Do you know what the key to this is?????
Oh yes friends, it’s all about being INTENTIONAL!!!!
We all know that the more we are in line with God’s word and doing things to further His Kingdom, the more fiery darts Satan will throw at us in his attempt to knock us off course. We need to recognize distractions for what they are in order to keep them in their proper place and NOT give them center stage!!!
Distractions as a whole are a huge drain on every aspect of who we are. They take our focus away from what we should be doing – our tasks, goals, and purpose. This is why we have to eliminate them from our lives, if possible! Personally, I find that if I indulge in a distraction, an hour could go by and before I know it, I’ve blown away an entire block of time that God had meant for me to use in another, more purposeful way. Generally, this makes me feel drained and disappointed, not just in myself for having let myself be distracted, but also about the lost opportunities and productive time I could have spent furthering His Kingdom in my home, in ministry, or in my community.
There is a flip side to this too…. When we succumb to distractions, not only are we affected but, if another person is involved, they are affected too! If Facebook takes up all your time at home, your family is affected; and all the lives that you converse with, they are affected because they might also not be good stewards of their time. If you bombard friends with private message after private message all day long, they are being distracted.
Essentially, a distraction is attractive because of two reasons:
- It gives us pleasure
- It takes pain away
When we indulge in a distraction, we focus our time and energy on something that is inherently more pleasurable than what we are currently doing. Solving that problem is hard, so I’ll just surf on Facebook instead, right? Finishing this document is going to take some time, so let me squeeze in 30 minutes on the phone with my friend. Making that call to the customer will be challenging, so let me read the news first. The reason these things are attractive is because they either give us pleasure or take some pain away.
I would like to challenge you to record everything you do in one day and how much time you spend doing it. You can do this tomorrow. As a distraction comes into play, jot down the circumstances surrounding it and how you chose to respond. BE HONEST!!! You might be surprised at just how many distractions are being thrown your way all day long and what is triggering them!
Here is an example for you….
I get home from work and I need to get dinner on. I am on my way to the kitchen and one of my kids comes flying downstairs in a panic because he can’t find his keys and he is going to be late for work. I have a choice to make whether his emergency is going to become my emergency, or not.

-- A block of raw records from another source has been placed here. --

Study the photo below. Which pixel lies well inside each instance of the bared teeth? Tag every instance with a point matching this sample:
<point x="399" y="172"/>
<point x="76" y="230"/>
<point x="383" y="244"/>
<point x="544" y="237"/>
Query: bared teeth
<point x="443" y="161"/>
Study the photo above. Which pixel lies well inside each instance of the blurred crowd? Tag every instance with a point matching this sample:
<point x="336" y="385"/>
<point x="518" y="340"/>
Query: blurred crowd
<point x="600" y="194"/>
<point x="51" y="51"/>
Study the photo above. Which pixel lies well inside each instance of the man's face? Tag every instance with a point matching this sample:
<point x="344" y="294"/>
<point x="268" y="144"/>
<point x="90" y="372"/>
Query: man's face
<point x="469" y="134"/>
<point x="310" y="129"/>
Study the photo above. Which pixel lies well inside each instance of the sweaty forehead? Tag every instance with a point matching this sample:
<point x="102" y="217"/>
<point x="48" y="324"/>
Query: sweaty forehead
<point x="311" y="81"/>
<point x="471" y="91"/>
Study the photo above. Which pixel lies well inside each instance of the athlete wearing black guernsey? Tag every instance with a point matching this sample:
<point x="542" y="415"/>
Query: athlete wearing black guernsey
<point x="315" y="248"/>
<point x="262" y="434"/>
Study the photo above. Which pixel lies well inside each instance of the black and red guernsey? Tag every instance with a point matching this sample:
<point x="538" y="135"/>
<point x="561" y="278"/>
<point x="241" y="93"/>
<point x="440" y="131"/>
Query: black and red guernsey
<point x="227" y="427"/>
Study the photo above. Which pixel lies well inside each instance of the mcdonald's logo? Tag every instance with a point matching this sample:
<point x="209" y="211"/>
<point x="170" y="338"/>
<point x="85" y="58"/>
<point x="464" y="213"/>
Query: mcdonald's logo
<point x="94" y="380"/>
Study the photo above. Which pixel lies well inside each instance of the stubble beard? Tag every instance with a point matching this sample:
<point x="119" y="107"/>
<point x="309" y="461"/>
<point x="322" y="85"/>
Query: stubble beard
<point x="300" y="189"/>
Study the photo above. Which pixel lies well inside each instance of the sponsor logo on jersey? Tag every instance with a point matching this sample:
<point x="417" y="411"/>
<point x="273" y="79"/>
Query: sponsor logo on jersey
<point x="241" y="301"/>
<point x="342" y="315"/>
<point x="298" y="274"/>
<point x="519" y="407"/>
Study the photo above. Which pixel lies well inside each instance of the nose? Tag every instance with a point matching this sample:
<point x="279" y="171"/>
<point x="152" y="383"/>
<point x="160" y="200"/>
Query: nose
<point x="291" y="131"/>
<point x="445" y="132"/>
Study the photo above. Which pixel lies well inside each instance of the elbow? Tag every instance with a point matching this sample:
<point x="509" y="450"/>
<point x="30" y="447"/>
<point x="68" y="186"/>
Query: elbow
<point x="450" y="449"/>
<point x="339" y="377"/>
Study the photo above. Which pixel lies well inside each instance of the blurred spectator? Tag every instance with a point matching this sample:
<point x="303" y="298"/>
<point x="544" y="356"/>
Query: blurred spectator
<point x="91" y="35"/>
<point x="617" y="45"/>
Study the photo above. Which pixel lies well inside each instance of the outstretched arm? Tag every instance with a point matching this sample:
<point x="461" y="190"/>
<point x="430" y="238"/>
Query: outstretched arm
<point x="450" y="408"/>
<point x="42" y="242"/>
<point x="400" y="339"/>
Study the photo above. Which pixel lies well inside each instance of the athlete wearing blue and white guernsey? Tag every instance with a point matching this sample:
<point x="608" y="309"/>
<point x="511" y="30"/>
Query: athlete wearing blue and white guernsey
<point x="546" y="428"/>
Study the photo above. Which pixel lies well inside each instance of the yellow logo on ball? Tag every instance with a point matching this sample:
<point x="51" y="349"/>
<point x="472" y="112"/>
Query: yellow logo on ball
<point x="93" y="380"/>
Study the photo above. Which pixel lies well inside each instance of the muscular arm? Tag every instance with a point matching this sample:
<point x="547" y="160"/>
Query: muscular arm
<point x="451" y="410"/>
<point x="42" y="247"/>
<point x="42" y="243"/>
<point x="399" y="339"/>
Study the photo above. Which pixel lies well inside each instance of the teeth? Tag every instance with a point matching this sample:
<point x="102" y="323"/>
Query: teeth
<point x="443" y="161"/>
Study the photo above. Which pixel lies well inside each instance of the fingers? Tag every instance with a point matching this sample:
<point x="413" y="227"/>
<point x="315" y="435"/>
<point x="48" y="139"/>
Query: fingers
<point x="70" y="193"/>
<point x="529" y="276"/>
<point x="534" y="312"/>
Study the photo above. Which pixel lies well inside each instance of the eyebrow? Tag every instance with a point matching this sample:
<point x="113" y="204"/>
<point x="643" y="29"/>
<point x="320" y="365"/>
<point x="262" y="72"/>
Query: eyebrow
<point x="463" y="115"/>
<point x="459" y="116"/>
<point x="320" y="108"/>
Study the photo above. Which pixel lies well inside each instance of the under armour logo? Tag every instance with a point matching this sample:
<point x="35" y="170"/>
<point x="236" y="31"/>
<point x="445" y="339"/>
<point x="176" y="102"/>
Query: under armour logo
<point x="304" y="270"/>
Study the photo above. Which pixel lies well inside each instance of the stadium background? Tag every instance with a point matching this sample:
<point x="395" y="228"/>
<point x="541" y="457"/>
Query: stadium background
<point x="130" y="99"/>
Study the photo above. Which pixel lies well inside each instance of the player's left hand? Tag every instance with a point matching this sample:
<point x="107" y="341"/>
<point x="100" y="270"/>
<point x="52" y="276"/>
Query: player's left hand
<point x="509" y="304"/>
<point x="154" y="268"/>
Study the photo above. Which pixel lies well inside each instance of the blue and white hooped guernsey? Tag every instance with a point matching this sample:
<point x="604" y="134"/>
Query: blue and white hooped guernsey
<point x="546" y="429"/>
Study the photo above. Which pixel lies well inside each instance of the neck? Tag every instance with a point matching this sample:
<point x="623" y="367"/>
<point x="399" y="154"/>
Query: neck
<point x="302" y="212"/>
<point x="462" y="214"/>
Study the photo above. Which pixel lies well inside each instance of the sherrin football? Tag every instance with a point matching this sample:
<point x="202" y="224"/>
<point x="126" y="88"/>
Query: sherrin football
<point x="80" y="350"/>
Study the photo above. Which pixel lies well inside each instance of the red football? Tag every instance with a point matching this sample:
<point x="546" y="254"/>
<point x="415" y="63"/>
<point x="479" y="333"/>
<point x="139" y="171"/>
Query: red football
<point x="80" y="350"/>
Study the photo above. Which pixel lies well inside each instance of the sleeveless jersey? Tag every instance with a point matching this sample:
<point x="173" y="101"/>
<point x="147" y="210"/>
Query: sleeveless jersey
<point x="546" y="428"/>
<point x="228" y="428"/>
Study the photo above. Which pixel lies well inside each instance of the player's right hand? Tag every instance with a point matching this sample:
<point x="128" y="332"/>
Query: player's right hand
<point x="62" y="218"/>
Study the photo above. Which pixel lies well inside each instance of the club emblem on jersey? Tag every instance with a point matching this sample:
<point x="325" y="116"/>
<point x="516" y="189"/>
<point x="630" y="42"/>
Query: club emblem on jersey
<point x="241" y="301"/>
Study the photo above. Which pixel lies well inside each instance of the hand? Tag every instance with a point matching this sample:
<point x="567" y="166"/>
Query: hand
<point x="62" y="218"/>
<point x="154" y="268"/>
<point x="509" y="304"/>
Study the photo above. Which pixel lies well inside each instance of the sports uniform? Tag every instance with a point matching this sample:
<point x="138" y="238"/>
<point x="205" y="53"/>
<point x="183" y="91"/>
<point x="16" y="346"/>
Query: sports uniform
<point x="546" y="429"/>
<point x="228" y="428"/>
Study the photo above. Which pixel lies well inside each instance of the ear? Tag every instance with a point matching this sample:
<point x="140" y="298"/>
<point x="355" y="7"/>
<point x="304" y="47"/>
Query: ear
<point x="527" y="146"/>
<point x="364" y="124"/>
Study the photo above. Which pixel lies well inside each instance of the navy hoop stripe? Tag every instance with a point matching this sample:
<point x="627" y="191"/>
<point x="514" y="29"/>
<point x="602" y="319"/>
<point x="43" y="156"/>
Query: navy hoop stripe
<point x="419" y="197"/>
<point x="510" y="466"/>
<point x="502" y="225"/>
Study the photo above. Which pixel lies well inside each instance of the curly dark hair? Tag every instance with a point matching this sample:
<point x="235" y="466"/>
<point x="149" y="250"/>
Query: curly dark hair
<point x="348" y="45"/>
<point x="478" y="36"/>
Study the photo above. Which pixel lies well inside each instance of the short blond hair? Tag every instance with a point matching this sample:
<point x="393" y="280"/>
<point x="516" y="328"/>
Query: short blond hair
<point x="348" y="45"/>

Remember those “Choose Your Own Adventure” books? I used to love those when I was a kid! Here’s my chance to see the different ways this could turn out….

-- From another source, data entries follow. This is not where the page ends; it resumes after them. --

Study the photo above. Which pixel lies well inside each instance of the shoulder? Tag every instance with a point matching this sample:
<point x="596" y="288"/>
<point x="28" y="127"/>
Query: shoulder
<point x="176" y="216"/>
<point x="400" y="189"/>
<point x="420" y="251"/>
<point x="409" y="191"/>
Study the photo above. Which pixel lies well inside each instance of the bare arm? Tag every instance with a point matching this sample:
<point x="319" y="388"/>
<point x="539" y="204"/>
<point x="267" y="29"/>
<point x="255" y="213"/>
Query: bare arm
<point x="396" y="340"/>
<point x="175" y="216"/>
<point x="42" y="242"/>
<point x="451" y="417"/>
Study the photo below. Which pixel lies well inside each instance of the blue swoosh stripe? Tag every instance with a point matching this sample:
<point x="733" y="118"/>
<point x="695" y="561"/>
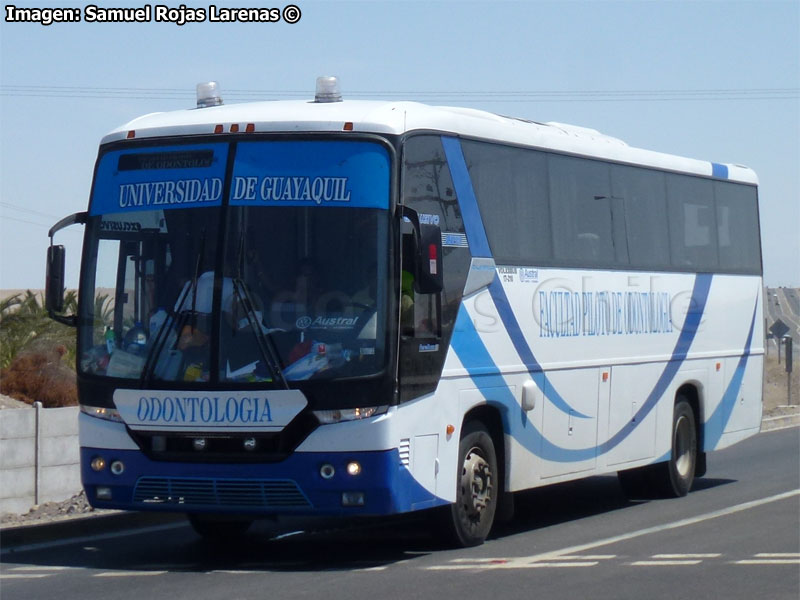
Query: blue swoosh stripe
<point x="479" y="247"/>
<point x="716" y="423"/>
<point x="525" y="353"/>
<point x="476" y="235"/>
<point x="472" y="353"/>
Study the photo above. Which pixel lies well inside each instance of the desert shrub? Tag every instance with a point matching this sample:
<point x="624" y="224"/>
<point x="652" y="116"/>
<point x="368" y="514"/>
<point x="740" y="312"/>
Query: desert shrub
<point x="40" y="375"/>
<point x="26" y="327"/>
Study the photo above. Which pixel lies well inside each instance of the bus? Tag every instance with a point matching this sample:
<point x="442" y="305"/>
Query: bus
<point x="367" y="308"/>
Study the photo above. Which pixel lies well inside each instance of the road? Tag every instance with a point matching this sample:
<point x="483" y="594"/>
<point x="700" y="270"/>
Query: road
<point x="736" y="536"/>
<point x="784" y="304"/>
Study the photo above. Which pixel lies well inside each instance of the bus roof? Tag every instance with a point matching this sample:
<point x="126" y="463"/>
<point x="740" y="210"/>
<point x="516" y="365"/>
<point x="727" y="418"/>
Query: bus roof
<point x="382" y="117"/>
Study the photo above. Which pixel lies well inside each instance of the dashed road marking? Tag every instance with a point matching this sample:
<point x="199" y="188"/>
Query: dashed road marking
<point x="665" y="563"/>
<point x="523" y="562"/>
<point x="130" y="573"/>
<point x="685" y="556"/>
<point x="36" y="568"/>
<point x="772" y="558"/>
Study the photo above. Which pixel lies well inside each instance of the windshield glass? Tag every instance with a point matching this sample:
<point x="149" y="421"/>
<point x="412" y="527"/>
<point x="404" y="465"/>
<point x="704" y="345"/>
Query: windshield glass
<point x="292" y="288"/>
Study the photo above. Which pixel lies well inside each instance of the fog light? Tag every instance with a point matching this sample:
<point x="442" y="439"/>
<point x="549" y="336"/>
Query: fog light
<point x="159" y="443"/>
<point x="352" y="498"/>
<point x="327" y="471"/>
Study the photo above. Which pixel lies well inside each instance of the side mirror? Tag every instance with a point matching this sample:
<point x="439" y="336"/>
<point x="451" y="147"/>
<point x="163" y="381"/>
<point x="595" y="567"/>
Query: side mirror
<point x="429" y="279"/>
<point x="54" y="283"/>
<point x="54" y="278"/>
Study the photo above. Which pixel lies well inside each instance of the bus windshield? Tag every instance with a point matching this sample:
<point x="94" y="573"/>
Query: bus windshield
<point x="238" y="290"/>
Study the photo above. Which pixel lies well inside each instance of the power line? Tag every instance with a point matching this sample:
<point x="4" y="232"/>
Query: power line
<point x="28" y="210"/>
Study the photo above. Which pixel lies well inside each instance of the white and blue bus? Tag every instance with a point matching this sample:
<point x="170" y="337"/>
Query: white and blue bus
<point x="353" y="308"/>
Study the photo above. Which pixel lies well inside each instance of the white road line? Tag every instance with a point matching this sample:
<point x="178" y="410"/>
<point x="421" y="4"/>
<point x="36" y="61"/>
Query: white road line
<point x="32" y="568"/>
<point x="667" y="526"/>
<point x="769" y="561"/>
<point x="236" y="572"/>
<point x="684" y="556"/>
<point x="665" y="563"/>
<point x="513" y="564"/>
<point x="130" y="574"/>
<point x="540" y="559"/>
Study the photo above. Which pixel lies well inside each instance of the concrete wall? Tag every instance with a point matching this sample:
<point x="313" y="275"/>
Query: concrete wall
<point x="39" y="456"/>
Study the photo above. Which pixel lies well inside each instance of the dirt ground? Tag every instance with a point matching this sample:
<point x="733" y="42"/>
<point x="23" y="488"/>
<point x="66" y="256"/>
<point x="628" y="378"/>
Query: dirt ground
<point x="776" y="381"/>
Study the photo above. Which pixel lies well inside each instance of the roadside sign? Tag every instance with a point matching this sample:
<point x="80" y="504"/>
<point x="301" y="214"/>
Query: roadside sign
<point x="779" y="329"/>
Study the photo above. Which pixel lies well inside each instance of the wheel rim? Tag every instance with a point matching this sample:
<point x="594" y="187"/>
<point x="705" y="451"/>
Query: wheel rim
<point x="476" y="483"/>
<point x="683" y="446"/>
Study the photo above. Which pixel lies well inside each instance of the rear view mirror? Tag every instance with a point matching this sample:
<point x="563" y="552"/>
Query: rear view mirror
<point x="54" y="283"/>
<point x="429" y="278"/>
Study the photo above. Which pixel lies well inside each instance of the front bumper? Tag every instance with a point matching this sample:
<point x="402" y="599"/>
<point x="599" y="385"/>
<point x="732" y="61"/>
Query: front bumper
<point x="293" y="486"/>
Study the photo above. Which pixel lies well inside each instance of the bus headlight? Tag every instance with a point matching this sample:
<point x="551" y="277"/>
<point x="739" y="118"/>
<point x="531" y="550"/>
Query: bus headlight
<point x="339" y="415"/>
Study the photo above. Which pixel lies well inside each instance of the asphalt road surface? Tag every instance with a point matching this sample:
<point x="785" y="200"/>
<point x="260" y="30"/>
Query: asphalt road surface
<point x="735" y="536"/>
<point x="784" y="304"/>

- I could join his emergency and lose the time I need to get dinner started and then have to just order pizza because I am out of time and my family will eat unhealthy food and I will feel horrible about it.
- I could say some mean words to him, scolding him for being so careless and continue on with getting dinner going. He will feel horrible about himself by the time he gets to work.

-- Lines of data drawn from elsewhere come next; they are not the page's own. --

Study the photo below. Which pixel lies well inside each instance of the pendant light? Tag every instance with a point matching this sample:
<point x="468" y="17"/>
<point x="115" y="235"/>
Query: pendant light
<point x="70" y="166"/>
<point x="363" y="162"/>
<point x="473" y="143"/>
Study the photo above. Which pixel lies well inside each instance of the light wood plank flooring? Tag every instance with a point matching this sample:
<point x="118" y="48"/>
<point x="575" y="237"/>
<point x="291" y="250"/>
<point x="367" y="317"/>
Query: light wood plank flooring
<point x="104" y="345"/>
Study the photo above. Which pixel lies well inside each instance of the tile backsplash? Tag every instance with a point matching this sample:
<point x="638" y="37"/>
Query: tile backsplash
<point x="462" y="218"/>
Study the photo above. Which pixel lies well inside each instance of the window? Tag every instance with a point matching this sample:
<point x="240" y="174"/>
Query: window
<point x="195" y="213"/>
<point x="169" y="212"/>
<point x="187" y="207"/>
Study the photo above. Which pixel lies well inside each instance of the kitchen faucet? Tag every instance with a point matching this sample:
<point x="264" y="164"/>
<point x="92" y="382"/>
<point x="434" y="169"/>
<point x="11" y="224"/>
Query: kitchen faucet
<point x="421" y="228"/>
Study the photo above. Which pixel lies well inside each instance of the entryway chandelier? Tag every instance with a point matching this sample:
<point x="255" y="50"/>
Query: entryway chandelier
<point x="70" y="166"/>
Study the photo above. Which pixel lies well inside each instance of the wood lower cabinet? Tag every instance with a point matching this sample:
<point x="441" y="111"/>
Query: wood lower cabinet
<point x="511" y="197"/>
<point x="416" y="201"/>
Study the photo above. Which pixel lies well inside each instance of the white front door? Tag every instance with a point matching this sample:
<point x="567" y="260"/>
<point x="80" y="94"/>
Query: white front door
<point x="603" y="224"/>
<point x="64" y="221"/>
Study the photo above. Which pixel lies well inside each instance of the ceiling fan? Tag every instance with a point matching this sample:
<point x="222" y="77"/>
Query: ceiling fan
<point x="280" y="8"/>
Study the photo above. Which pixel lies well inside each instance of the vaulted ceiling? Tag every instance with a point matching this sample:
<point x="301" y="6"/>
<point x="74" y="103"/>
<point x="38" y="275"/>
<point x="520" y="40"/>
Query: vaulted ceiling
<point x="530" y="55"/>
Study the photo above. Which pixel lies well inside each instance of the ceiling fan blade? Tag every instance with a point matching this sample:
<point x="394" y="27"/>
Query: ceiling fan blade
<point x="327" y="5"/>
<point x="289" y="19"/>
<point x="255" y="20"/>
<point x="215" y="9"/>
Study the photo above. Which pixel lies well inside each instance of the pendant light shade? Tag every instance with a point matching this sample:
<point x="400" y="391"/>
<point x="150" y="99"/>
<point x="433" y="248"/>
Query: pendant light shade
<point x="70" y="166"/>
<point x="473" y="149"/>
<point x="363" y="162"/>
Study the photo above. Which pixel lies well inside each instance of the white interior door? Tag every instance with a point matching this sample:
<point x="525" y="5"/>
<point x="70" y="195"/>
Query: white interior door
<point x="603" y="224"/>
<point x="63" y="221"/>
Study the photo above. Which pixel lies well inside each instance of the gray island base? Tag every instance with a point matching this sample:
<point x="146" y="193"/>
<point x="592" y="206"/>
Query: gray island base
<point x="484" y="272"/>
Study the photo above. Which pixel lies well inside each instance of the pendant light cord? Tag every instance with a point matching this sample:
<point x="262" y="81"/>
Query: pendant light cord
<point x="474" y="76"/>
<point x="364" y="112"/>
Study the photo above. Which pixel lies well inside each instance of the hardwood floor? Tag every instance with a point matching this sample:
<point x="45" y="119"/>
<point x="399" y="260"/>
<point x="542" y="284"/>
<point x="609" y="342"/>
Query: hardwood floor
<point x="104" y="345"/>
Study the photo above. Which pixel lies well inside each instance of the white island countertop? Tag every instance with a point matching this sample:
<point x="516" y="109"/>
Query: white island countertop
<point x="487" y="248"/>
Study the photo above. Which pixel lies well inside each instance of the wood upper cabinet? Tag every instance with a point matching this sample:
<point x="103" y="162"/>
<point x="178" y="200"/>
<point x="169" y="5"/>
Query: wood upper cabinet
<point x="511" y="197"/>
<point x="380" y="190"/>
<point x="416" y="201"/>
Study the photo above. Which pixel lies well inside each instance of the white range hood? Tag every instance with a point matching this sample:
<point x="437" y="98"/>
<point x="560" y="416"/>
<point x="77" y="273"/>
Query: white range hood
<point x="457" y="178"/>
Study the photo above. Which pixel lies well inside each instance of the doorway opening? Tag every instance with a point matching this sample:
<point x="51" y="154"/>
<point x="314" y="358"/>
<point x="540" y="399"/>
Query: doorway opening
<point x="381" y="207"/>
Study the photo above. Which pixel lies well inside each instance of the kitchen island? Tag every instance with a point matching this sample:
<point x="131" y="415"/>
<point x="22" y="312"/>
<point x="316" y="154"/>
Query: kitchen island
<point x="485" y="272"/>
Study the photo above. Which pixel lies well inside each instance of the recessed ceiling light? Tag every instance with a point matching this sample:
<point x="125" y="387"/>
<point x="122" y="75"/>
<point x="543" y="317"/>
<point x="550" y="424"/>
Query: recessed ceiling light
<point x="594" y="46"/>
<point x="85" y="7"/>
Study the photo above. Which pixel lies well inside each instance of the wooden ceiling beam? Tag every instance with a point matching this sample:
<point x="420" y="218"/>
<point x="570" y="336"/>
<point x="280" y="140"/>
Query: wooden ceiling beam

- I could let him use my keys and no lesson will be learned but the panic will leave my house and I can stay calm.
- I can prepare some food for him to take with him to work and cheer him on, in finding his keys, while I get dinner ready.
I don’t know about you, but this is real life stuff in my house. Also, one thing I’ve noticed is that the more I choose behaviors that make me feel bad like giving cutting responses or jumping to every rescue, that makes me want to spend even more time doing distracting activities because the last thing I want to do is dwell on feeling bad about myself. YIKES!!!
You might already know the areas in your life that you have a tendency to be the most distracted by and with. If that is the case, it is time to call the distractions what they are, move forward full speed ahead, and get them out of your way!!!
You need to overcompensate in the areas where you are the most distracted!
What does this look like in real life???
- If Facebook is a distraction, turn off the alerts to your phone.
- If the computer in general is a distraction, turn the parental controls on YOU!!!
- If people are a distraction, schedule in certain times in your day to answer phone calls, texts, emails, phone calls, etc.
- If YOU are doing all the parenting/watching your kids while your spouse watches TV, make it a point to get out of the house and see friends at least one night a week to give your hubby that father time he needs!
God calls us to give every aspect of our lives 110% of all we’ve got. We owe it to Him and every single life we come in contact with to be our best and not let these fiery darts cause us to falter. When we are distracted our joy gets stolen and it becomes harder and harder to get it back. Things like Facebook, family time, helping a friend, and watching TV are not inherently bad things at all…. But being undisciplined and unintentional about the time we spend on them is not honoring our Heavenly Father with our time that He has so graciously given us!
Blessings,
Coach Megan 🙂
again, i am so thankful for you sharing this guidance and these tips to dealing with LIFE! intentionality is KEY! love you, coach megan! <3
Oh yes! My pleasure! Real life is HARD and we are certainly all in this together! 🙂
I love the idea of parental controls on myself.
Peggy, sometimes that is just SO NECESSARY! We all benefit from boundaries and know that God will be so glorified by you taking such an intentional stance to be a good steward of all the resources He gives! 🙂
It’s one of those, Duh, I should have thought of that, it’s so simple things. 🙂 hahaa!